Smart Money Magazine (March, 2003) shows how to add fifteen percent to your home's value by using current landscaping trends. Trees, patios, decks, fountains and paths emerge as features that offer the biggest payoff. One-of-a-kind landscape designs, those that raise home values or are simply prized and loved by their owners, begin with a landscape plan. And this plan should start with you and what you hope to achieve.
Which sort of homeowner are you?
Which kind of task is in front of you?
Regardless of how you've answered the questions above, a working plan to help you through the design process is just what you need. A plan, you reason. UGH!, how boring! In reality, a well-thought out plan for your property or a smaller project within it can be an exciting and stimulating road map. Landscape designs are valuable because they are a record of what your property has been and where it is headed.

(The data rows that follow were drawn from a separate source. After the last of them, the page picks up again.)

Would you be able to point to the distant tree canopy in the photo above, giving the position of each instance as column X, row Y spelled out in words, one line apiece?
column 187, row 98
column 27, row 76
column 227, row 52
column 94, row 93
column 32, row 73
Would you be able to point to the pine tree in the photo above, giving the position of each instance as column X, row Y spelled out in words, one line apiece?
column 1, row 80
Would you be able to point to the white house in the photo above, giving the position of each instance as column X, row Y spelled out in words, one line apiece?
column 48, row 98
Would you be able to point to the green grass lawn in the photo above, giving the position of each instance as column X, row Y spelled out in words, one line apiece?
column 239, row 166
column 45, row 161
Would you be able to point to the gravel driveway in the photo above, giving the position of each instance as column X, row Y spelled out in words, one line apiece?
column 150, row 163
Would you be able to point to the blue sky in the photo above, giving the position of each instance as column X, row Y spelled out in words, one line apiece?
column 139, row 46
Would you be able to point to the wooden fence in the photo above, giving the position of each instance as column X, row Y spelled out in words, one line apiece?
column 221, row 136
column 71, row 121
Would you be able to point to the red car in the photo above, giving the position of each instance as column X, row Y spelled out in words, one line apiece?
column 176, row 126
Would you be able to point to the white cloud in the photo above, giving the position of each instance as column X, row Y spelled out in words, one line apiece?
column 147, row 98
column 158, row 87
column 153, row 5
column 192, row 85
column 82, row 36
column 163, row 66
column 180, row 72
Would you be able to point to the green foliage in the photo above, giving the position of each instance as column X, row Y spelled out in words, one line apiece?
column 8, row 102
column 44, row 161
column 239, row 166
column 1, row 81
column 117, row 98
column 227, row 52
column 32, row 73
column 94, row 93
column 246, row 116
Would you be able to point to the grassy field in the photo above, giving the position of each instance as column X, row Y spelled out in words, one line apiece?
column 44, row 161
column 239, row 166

Designs of any kind, but especially landscape designs are processes which begin as linear, or a series of steps, which follow along in strict order. Item one is completed before item 2 is attempted, and item 2 is finished before item 3, with each step successfully building upon the previous one until the imagined goal is arrived at straight away.
As soon as the sequence of steps is consistently checked and rechecked, and changes made to some selected steps, the process changes from a linear to a circular one. This is for the most part true of landscape designs where the essential pieces or building blocks of environmental features, living materials and needs of the end user change with time.
A landscape design should be more than just beautiful drawings and diagrams on paper. A design needs to be constructed so that it can change. A design that does not change but remains static gives rise to a museum piece, albeit a living one! These are the gardens we love to look at and perhaps dream in but not the intimate ones we want to surround our families and selves with or live within on a daily basis.